# Overview:

1. I used Caffe to train a small neural net that can detect vehicles. <br/>
2. My classifier's accuracy on the training set is 100%. <br/>

# End to end training for vehicle detetion

There are only 1050 images in the training set. Since data set is small, we can leverage a simple neural network architecture. 
The reason that I choose to use nerual network is that NN is scalable, compared to the HOG+SVM implementation, nerual networks can easily be scaled up to classify RGB images or detect more objects. 
There are various choices on the neural net frameworks, I'm using Caffe for this project, because Caffe is optimized on training images. 

For the visualization of NN and the thoughs on params of the NN, please refer to the 4th section(at the end of this file) :)

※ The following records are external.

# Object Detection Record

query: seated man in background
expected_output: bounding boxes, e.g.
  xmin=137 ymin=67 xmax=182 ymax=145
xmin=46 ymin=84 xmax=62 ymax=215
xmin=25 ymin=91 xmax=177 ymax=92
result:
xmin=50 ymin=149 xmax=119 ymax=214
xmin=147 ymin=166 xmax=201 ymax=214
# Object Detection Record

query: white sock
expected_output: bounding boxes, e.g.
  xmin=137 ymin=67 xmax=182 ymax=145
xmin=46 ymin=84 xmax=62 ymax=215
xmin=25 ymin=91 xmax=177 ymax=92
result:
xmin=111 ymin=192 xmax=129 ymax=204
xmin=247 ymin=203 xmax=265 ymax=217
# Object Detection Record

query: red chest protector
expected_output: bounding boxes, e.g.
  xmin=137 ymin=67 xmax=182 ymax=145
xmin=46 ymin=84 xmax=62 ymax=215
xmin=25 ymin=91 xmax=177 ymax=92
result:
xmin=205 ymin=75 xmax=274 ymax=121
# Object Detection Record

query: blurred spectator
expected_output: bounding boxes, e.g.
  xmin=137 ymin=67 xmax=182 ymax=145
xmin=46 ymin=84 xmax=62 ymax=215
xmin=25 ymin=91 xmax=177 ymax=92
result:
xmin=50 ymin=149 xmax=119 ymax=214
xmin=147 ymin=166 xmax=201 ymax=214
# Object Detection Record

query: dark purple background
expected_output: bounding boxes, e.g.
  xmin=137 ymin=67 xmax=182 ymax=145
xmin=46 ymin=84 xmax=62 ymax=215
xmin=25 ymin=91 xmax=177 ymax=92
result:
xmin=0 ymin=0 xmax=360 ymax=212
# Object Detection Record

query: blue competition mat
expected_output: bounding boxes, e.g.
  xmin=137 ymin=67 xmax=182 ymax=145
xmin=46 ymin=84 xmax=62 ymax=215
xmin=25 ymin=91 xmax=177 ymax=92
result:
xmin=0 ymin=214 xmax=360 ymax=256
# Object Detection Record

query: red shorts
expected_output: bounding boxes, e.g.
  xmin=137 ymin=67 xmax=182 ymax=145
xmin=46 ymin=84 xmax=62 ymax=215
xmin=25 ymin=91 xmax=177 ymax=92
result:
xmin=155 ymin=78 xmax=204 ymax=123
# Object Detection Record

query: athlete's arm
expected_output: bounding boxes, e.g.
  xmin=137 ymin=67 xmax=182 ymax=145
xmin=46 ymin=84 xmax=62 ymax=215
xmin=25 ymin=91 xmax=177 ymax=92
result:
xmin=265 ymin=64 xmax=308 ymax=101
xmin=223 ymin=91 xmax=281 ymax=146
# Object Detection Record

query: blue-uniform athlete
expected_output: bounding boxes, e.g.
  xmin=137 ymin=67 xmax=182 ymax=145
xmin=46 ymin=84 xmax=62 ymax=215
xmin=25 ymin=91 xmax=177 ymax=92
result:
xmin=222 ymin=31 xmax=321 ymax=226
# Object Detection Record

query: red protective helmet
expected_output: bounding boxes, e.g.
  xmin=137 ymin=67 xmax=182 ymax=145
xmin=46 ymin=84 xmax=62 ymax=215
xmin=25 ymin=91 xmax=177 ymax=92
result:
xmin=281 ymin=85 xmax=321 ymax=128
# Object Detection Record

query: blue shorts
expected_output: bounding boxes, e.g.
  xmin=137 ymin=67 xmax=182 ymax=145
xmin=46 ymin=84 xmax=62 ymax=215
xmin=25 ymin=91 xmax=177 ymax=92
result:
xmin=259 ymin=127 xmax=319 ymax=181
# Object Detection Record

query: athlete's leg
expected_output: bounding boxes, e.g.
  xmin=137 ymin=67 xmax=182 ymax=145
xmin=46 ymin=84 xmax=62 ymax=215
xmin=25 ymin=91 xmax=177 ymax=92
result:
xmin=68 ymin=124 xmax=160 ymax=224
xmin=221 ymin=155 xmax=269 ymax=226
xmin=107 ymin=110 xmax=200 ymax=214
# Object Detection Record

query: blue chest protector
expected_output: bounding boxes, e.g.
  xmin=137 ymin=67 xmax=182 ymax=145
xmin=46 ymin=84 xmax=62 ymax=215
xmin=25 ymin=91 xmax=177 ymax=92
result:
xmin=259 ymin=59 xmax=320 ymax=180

First, we start with training the data. This involves the following parts:
(1) Write all training image fileNames and related labels into a file.<br/>
(2) Define the network architecture.<br/>
(3) Start training.<br/>

After training the net, we get a caffe model file: weights.vehicle.caffemodel. We then save it locally and use it to predict labels on the test set.

### 1. Read image filenames and labels into a file

In [None]:
test_imgs = glob.glob("images/test/*.jpg")
train_imgs = glob.glob("images/train/*.jpg")

with open("train.txt", 'w') as outfile:
    for f in train_imgs:
        if 'pos-' in f:
            outfile.write(f + " " + "1\n" )
        elif 'neg-' in f:
            outfile.write(f + " " + "0\n")

### 2.  Defining and running the nets

We'll start by defining `build_net`, a function which initializes the vehicle net architecture (a minor variant on *LeNet*), taking arguments specifying the data and number of output classes.

In [5]:
from caffe import layers as L
from caffe import params as P

weight_param = dict(lr_mult=1, decay_mult=1)
bias_param   = dict(lr_mult=2, decay_mult=0)
learned_param = [weight_param, bias_param]
frozen_param = [dict(lr_mult=0)] * 2

def conv(bottom, ks, nout, stride=1, pad=0, group=1,
              param=learned_param,
              weight_filler=dict(type='xavier', std=0.01),
              bias_filler=dict(type='constant', value=0.1)):
    conv = L.Convolution(bottom, kernel_size=ks, stride=stride,
                         num_output=nout, pad=pad, group=group,
                         param=param, weight_filler=weight_filler,
                         bias_filler=bias_filler)
    return conv

def fc_relu(bottom, nout, param=learned_param,
            weight_filler=dict(type='xavier', std=0.005),
            bias_filler=dict(type='constant', value=0.1)):
    fc = L.InnerProduct(bottom, num_output=nout, param=param,
                        weight_filler=weight_filler,
                        bias_filler=bias_filler)
    return fc, L.ReLU(fc, in_place=True)

def max_pool(bottom, ks, stride=1):
    return L.Pooling(bottom, pool=P.Pooling.MAX, kernel_size=ks, stride=stride)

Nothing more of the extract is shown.